Le cas de la Suède est un bon exemple de l’importance cruciale des institutions en matière budgétaire. On entend fréquemment dire que la culture française est trop différente de la culture scandinave pour servir d’exemple. Mais jusqu’à la réforme de 1997, l’indiscipline budgétaire a été pire en Suède qu’en France. De mauvaises institutions budgétaires ont conduit à la crise des années 1990, qui s’est accompagnée d’une solide récession et qui a vu le taux de change s’effondrer en quelques jours. C’est cette crise et la réforme qui a suivi qui ont changé les règles du jeu et modifié le comportement du monde politique. S’il y a un aspect culturel, c’est la capacité à tirer des leçons des échecs. La recette suédoise est tout à fait applicable en France.
Le monde politique français rejette une approche contraignante du budget qu’il considère incompatible avec la souveraineté du Parlement, mais la démocratie suédoise n’a rien à envier à la démocratie française. L’argument habituel contre un « gouvernement par des experts » n’est pas crédible, tout simplement parce que le parlement a fait la preuve de son incapacité à endiguer la montée de la dette depuis des décennies. De fait, le Parlement est soumis à toutes sortes de règles destinées à prévenir les errances observées au fil du temps. Il n’y a aucune raison pour tolérer le spectacle de ces dernières semaines, qui est caricatural mais symptomatique de l’irresponsabilité budgétaire. D’ailleurs, un accord européen de 2012 (le Traité sur la stabilité, la coordination et la gouvernance) avait prévu l’adoption de règles nationales et la création dans chaque pays d’un conseil indépendant, le tout spécifié dans une loi « si possible constitutionnelle ». La France s’est exécutée, mais en adoptant une loi de rang inférieur (une loi organique), qui décrit des procédures administratives touffues sans fixer de règles économiques simples et transparentes. Elle a créé un Haut Conseil pour les Finances publiques, conçu pour être inoffensif. Ce conseil est intégré de fait à la Cour des Comptes. La différence essentielle qu’en Suède il s’agit pour le conseil budgétaire de vérifier le respect d’une règle simple et précise, alors que la Cour des Comptes n’applique pas une règle. Le Haut Conseil porte des jugements complexes, détaillés et souvent subjectifs, sur le contenu de la Loi de Finance, qui se perdent dans le brouhaha politique.
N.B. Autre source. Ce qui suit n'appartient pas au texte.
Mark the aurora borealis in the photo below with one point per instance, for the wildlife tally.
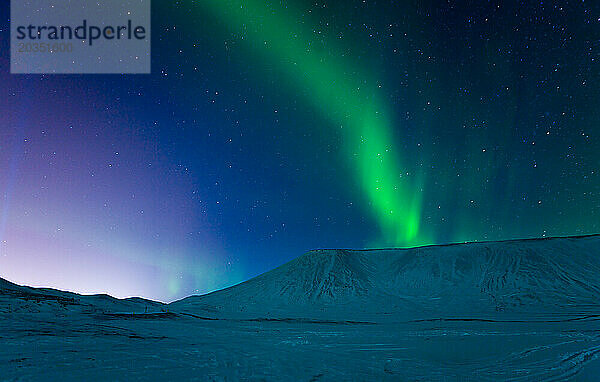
(271, 128)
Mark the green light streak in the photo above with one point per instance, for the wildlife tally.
(348, 98)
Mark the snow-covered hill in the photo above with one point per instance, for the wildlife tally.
(558, 276)
(524, 310)
(17, 299)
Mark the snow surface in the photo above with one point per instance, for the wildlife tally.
(517, 310)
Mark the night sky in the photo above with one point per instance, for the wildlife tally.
(273, 128)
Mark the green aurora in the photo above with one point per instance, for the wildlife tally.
(350, 97)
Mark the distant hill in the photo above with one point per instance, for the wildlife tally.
(550, 278)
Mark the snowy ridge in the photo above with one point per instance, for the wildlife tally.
(558, 276)
(22, 299)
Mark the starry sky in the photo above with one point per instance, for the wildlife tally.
(270, 128)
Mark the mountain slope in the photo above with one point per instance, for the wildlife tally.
(23, 299)
(557, 277)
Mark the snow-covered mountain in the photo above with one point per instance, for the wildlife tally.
(557, 276)
(523, 310)
(17, 299)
Quand Michel Barnier puis François Bayrou ont enfin fait de l’endettement de l’État une priorité et une urgence, ils ont commis trois erreurs stratégiques. D’abord, si priorité il y a, cela ne peut pas consister à annoncer des coupes budgétaires ici et là. De manière parfaitement prédictible, les victimes des coupes allaient se rebeller et mobiliser tous les groupes de pressions disponibles, y compris au sein du Parlement, pour sauver la mise au cas pas cas. Ensuite, déclarer l’urgence ne peut pas fonctionner non plus. Comme le montre l’exemple suédois, le rétablissement des comptes de l’État est une affaire de longue haleine. Enfin, ils ne sont pas allés voir ce qui marche ailleurs.
S’il veut vraiment mettre un terme à l’indiscipline budgétaire, le gouvernement issu des prochaines élections devrait comprendre le rôle incontournable des institutions. Il ferait bien de faire un saut à Stockholm, ou demander des conseils la Commission Européenne, pour adopter les bonnes pratiques. Mais le voudra-t-il vraiment ? Le spectre d’une crise budgétaire est d’actualité.